Tian Xu, Li Haoyang, Li Feili, Jiménez-Herrera María F, Ren Yi, Shang Hongcai
Division of Science & Technology and Foreign Affairs, Chongqing Traditional Chinese Medicine Hospital, Chongqing, 400020, China.
School of Data Science, The Chinese University of Hong Kong, Shenzhen, 518172, China.
Support Care Cancer. 2024 Dec 30;33(1):63. doi: 10.1007/s00520-024-09127-5.
Early and accurate identification of the risk of psychological distress allows for timely intervention and improved prognosis. Current methods for predicting psychological distress among lung cancer patients using readily available data are limited. This study aimed to develop a robust machine learning (ML) model for determining the risk of psychological distress among lung cancer patients.
A cross-sectional study was designed to collect data from 342 lung cancer patients. Least Absolute Shrinkage and Selection Operator (LASSO) was used for feature selection. Model training and validation were conducted with bootstrap resampling method. Fivefold cross-validation evaluated and optimized the model with parameter tuning. Feature importance was assessed using SHapley additive exPlanations (SHAP) method.
The model identified seven independent risk factors of psychological distress: residence (β = 0.141), diagnosis duration (β = 0.055), TNM stage (β = 0.098), pain severity (β = 0.067), perceived stigma (β = 0.052), illness perception (β = 0.100), and coping style (β = 0.097). Among the eight ML algorithms evaluated, the extreme gradient boosting (XGBoost) algorithm demonstrated the highest performance with AUROC values of 0.988, 0.945, and 0.922 for the training, validation, and test sets, respectively. The model's results were further explained using SHAP, which revealed the importance and contribution of each risk factor to the overall distress risk. A web-based tool was developed based on this model to facilitate clinical use.

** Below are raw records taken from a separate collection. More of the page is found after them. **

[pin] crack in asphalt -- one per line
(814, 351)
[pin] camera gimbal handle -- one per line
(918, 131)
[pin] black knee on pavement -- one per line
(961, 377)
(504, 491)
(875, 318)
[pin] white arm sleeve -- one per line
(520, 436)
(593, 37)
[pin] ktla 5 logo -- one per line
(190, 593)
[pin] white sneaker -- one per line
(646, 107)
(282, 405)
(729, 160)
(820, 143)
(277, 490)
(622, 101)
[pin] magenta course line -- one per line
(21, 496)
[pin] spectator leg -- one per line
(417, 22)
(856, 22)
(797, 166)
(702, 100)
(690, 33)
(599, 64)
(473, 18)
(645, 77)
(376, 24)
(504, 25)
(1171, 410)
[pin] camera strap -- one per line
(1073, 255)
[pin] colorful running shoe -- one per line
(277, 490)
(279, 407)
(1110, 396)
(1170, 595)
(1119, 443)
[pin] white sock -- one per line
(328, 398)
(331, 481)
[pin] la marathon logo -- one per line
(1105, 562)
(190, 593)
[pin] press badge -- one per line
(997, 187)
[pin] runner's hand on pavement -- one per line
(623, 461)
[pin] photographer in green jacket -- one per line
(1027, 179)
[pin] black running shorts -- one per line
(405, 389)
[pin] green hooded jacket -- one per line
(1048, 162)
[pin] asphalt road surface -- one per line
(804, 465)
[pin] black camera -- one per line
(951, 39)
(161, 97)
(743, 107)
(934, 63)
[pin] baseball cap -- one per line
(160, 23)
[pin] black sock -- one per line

The XGBoost classifier demonstrated exceptional performance, and clinical implementation of the web-based risk calculator can serve as an easy-to-use tool for health practitioners to formulate early prevention and intervention strategies.

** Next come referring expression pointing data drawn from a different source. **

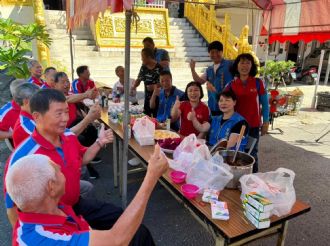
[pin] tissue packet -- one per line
(219, 210)
(259, 202)
(260, 224)
(257, 214)
(210, 195)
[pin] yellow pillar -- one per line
(226, 34)
(39, 16)
(212, 17)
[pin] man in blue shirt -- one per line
(216, 76)
(165, 97)
(161, 55)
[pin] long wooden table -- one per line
(237, 230)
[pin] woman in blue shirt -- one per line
(227, 127)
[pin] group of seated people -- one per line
(45, 198)
(50, 128)
(235, 97)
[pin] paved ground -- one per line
(171, 224)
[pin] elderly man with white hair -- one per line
(10, 111)
(50, 112)
(36, 72)
(36, 185)
(25, 124)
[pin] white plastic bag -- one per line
(206, 174)
(182, 163)
(277, 186)
(189, 154)
(187, 145)
(144, 131)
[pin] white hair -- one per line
(27, 179)
(14, 84)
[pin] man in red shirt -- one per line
(76, 116)
(25, 125)
(83, 83)
(36, 72)
(36, 184)
(51, 138)
(49, 76)
(10, 111)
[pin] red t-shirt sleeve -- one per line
(262, 89)
(82, 149)
(206, 114)
(19, 135)
(91, 84)
(5, 124)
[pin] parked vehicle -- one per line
(313, 59)
(307, 76)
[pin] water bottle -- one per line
(168, 124)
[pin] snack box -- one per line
(144, 140)
(259, 202)
(257, 214)
(219, 210)
(210, 195)
(260, 224)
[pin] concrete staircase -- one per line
(186, 43)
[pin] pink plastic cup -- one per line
(178, 177)
(190, 191)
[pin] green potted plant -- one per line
(16, 46)
(277, 72)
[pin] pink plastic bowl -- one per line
(190, 191)
(178, 177)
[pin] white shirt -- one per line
(132, 98)
(215, 68)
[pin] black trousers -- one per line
(102, 216)
(254, 132)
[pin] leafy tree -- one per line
(17, 47)
(275, 70)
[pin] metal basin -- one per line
(243, 165)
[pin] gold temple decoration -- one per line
(110, 28)
(204, 19)
(39, 16)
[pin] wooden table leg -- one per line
(283, 232)
(219, 241)
(115, 161)
(120, 164)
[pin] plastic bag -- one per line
(182, 163)
(144, 131)
(277, 186)
(187, 145)
(206, 174)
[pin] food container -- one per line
(190, 191)
(178, 177)
(243, 165)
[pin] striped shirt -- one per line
(47, 229)
(79, 87)
(8, 116)
(36, 81)
(24, 127)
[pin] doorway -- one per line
(54, 4)
(293, 52)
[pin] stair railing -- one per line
(203, 18)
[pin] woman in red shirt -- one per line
(252, 98)
(194, 114)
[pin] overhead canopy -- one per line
(295, 20)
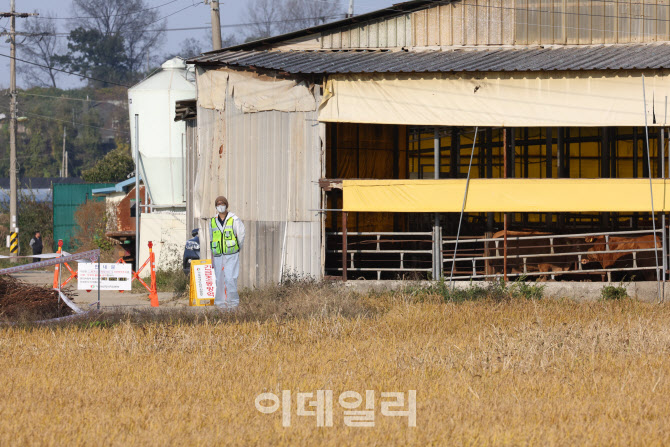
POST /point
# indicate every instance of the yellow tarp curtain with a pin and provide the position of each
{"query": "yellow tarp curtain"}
(579, 99)
(510, 195)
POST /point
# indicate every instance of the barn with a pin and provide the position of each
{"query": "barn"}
(467, 139)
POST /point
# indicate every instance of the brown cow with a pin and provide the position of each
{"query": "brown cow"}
(624, 259)
(516, 249)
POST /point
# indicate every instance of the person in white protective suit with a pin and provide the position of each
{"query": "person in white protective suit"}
(226, 232)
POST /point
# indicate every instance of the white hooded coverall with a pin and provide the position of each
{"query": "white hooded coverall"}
(227, 267)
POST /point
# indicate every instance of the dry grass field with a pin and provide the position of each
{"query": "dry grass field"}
(486, 372)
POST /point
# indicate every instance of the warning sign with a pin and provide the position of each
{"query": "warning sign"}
(203, 283)
(112, 276)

早期准确识别心理困扰风险有助于及时干预并改善预后。目前利用现成数据预测肺癌患者心理困扰的方法有限。本研究旨在开发一种强大的机器学习(ML)模型,以确定肺癌患者心理困扰的风险。
设计一项横断面研究,收集342例肺癌患者的数据。采用最小绝对收缩和选择算子(LASSO)进行特征选择。使用自助重采样方法进行模型训练和验证。通过五折交叉验证对模型进行评估并通过参数调整进行优化。使用夏普利值附加解释(SHAP)方法评估特征重要性。
该模型确定了心理困扰的七个独立风险因素:居住地(β = 0.141)、诊断时长(β = 0.055)、TNM分期(β = 0.098)、疼痛严重程度(β = 0.067)、感知耻辱感(β = 0.052)、疾病认知(β = 0.100)和应对方式(β = 0.097)。在评估的八种ML算法中,极端梯度提升(XGBoost)算法表现最佳,训练集、验证集和测试集的曲线下面积(AUROC)值分别为0.988、0.945和0.922。使用SHAP进一步解释了模型结果,揭示了每个风险因素对总体困扰风险的重要性和贡献。基于该模型开发了一个网络工具,以方便临床使用。
XGBoost分类器表现卓越,基于网络的风险计算器的临床应用可为医护人员制定早期预防和干预策略提供一个易于使用的工具。